“Skin?”
“Some of the costumes are… unconventional.”
“What about you?” Pity said to Olivia. “Are you with the Theatre, too?”
“Me?” The woman chewed and swallowed. “Nope. I’m just a bartender.”
Without another word, Olivia returned to the front cab, closing the door after her. The click of its lock was a grim reminder that, for all intents and purposes, Pity was in a cage. Where she was going—and what she was going to do when she got there—wasn’t entirely in her control. Which meant that she needed to bide her time. Falling to pieces wouldn’t bring Finn back or get her anywhere at all.
“I’m sorry,” she said to Max, “for getting worked up. Y’all have been nothing but kind to me… more or less.”
Max smiled. “Olivia is slow to warm to strangers. Give her some time.”
“Sure,” Pity said aloud, staring at the locked cabinets.
I don’t want her warmth, she thought. I want my guns.
They hit the desert a day later. Though she remained confined to the back of the vehicle, Pity didn’t need to see it. She was familiar with the parched, empty steppe shown in CONA broadcasts, the edge of the lifeless scar left by the Pacific Event more than fifty years before. To this day no one knew exactly what had happened—the nature of the weapon or who had unleashed it or even whether it had been an intentional act. Only that it had left huge portions of the world uninhabitable and erased civilizations that had endured for millennia.
The bleak history that led up to it was well documented, though: escalating global conflicts, overpopulation-driven biological terrorism that left so many infertile. The aftermath of the Pacific Event was little better, the desperate exodus eastward too much for an already strained nation to bear. In comparison, the conflict waged between the Confederation of North America and the United Patriot Front hardly seemed worth spilling a tear over. Bloody as it had been, it was an ugly sort of proof that life could, and would, go on.
Is it the same for you? she asked herself. How much can you lose and still go on?
Without windows in the vehicle, Pity measured time in meals. It was morning when Max made breakfast, night when he said it was time for dinner. She helped him cook, though there wasn’t much to it: open a pack, heat something up, add water to something else.

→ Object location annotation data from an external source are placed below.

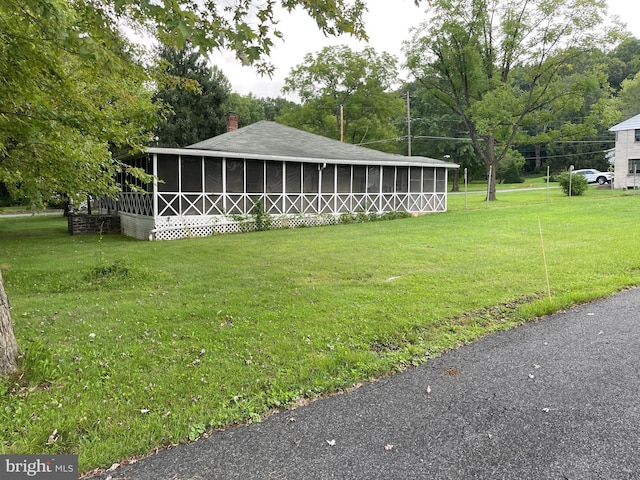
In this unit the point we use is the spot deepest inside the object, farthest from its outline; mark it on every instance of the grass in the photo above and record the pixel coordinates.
(132, 345)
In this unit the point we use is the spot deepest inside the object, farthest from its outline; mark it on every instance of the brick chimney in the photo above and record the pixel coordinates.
(232, 121)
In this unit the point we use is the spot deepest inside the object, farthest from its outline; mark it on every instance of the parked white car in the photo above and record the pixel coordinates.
(595, 176)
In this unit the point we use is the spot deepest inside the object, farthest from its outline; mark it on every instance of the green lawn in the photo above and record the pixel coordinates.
(131, 345)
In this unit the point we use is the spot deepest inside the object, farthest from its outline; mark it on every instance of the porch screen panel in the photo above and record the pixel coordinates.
(294, 177)
(328, 178)
(213, 175)
(373, 180)
(310, 177)
(428, 182)
(388, 179)
(235, 175)
(274, 177)
(441, 180)
(359, 179)
(415, 179)
(344, 179)
(191, 174)
(255, 176)
(168, 173)
(402, 180)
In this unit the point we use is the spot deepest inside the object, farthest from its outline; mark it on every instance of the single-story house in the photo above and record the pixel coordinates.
(295, 177)
(627, 154)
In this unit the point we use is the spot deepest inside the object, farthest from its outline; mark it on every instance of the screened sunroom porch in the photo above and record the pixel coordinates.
(201, 192)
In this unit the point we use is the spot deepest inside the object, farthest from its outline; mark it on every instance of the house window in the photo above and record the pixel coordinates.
(294, 177)
(255, 176)
(235, 176)
(191, 174)
(402, 180)
(168, 173)
(213, 175)
(310, 177)
(359, 179)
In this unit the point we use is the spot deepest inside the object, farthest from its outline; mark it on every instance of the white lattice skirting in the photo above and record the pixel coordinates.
(174, 228)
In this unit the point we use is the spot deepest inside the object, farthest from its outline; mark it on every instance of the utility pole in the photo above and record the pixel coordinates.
(408, 125)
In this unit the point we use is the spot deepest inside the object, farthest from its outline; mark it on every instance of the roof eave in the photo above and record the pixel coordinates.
(401, 161)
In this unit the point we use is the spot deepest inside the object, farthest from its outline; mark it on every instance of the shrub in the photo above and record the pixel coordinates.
(578, 183)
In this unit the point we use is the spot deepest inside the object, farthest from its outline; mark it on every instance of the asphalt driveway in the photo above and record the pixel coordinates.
(554, 399)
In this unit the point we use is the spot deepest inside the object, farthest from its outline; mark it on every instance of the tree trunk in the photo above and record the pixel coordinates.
(8, 344)
(538, 156)
(491, 168)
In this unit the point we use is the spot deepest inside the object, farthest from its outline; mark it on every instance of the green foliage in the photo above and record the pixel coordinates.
(623, 62)
(74, 90)
(505, 65)
(509, 170)
(261, 217)
(116, 270)
(154, 359)
(338, 83)
(195, 95)
(66, 103)
(38, 363)
(576, 184)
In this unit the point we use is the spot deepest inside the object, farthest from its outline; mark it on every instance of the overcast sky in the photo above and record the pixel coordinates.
(387, 23)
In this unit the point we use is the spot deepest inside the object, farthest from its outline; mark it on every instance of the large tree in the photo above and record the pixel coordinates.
(346, 94)
(194, 94)
(72, 88)
(497, 63)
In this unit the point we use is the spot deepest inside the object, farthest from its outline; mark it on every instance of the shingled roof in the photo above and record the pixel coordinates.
(271, 140)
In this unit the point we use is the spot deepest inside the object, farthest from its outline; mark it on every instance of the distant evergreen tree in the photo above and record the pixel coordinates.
(195, 94)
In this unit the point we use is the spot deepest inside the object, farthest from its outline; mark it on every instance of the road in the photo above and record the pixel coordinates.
(553, 399)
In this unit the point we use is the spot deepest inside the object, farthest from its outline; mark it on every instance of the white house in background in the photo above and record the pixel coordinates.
(298, 178)
(627, 156)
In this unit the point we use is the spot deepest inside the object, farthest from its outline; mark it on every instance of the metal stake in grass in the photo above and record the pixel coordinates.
(544, 258)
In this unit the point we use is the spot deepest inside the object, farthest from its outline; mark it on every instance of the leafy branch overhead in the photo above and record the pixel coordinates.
(75, 89)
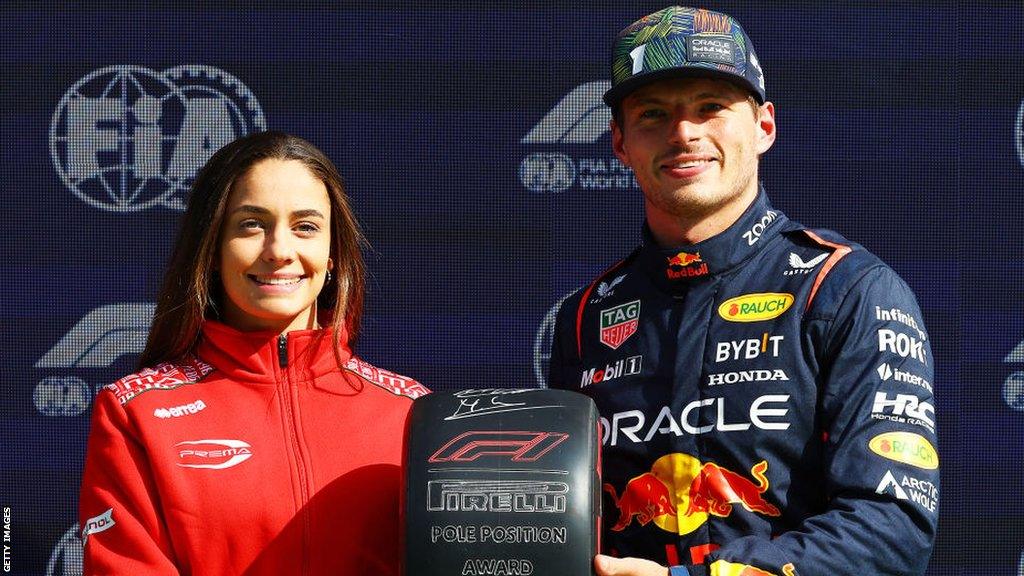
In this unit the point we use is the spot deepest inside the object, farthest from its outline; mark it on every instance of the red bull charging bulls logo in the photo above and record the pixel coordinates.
(680, 492)
(685, 264)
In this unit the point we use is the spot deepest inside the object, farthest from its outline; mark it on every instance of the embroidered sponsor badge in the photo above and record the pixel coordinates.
(97, 524)
(619, 323)
(755, 307)
(907, 448)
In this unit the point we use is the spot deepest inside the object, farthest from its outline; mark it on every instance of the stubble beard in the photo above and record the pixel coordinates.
(698, 200)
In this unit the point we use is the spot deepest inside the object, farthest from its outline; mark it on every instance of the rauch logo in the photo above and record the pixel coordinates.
(755, 307)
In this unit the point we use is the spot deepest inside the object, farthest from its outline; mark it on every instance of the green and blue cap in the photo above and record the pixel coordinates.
(677, 42)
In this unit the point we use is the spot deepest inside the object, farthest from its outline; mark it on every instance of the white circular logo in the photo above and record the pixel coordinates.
(543, 341)
(126, 137)
(547, 171)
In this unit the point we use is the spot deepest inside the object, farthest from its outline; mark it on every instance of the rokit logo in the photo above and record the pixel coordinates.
(580, 118)
(125, 137)
(97, 340)
(901, 344)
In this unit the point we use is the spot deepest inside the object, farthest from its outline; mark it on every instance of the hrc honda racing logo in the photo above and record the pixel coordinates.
(126, 137)
(212, 454)
(561, 153)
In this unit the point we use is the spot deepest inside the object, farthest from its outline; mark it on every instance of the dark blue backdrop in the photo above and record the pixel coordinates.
(477, 154)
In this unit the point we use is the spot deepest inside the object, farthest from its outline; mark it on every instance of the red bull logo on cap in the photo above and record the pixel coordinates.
(680, 492)
(685, 264)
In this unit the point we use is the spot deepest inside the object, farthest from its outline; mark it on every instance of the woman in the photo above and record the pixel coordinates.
(253, 441)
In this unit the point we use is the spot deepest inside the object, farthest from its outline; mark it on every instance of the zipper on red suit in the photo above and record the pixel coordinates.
(290, 397)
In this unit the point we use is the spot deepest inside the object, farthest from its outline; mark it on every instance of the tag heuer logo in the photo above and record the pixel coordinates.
(620, 323)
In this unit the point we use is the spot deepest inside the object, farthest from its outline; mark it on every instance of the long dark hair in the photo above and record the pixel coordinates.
(190, 290)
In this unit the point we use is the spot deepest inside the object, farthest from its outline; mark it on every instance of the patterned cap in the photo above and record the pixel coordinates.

Still, the work helped to quiet the grim ruminations that stumbled through her head like drunks: where she was going, what she was going to do, and what an artist, a bartender, and a soldier were doing in the middle of nowhere with a mobile command.
And Finn, left behind to rot.
In late afternoon on the third day, the door to the cab opened.
“We’re almost at Last Stop,” Santino called, still strapped into the driver’s seat.
Max, fussing over the status display on one of the larger storage containers, looked up. “Can I bring Pity up front?”
“Why not? Olivia, you drive. Pity, take her seat.”
Pity put down the rag she was wiping the counter with. “Last Stop?”
“The last station on the Trans-Rail, ten miles outside the border of Cessation.” Santino slipped into the back. “Cargo five-by-five, Max? I want it ready to move as soon as we get to Cas.”
“All set.” Max took Pity by the arm and practically pushed her through the door.
A curved control board took up half the front cab. The rest of the space was filled with the operators’ seats. Pity climbed into the empty one.
Max leaned in over her shoulder and pointed. “There’s the station.”
“And more,” Olivia said as they drew closer, her tone grim. “Might want to close your eyes, kid.”
It was too late. Pity had seen the station. With the Trans-Rail line running into the center, it was little more than a sprawling mass of dark buildings growing darker as the sun set. But there was no mistaking what lay just outside its razor-wire fencing. From a scaffold hung half a dozen bodies, their shadows gouging long, dark fissures across the baked earth. As the mobile command passed by, Pity could see a painted placard above them, bearing the CONA seal and one word: CRIMINALS.
She suppressed a shudder, thankful for the black hoods hiding the corpses’ faces. “What did they do?”
“Who knows.” Olivia accelerated, leaving the ugly sight behind. “Murdered a whole squad of CONA soldiers. Stole a heel of bread. It’s not the crime that’s the point. It’s the warning.”
Max sighed. “Even though they have little presence this far out, CONA authority officially ends at Last Stop.” A note of bitterness crept into his voice. “A fact they like to remind Cessation of. Step one foot over the line and… Well, I’m sorry. That’s not what I wanted you to see.”
Pity remembered the scrounger. “I’ve seen worse. It’s just that… I don’t know.”
Olivia looked at her askew. “You expected that sort of thing from the other side of the equation?”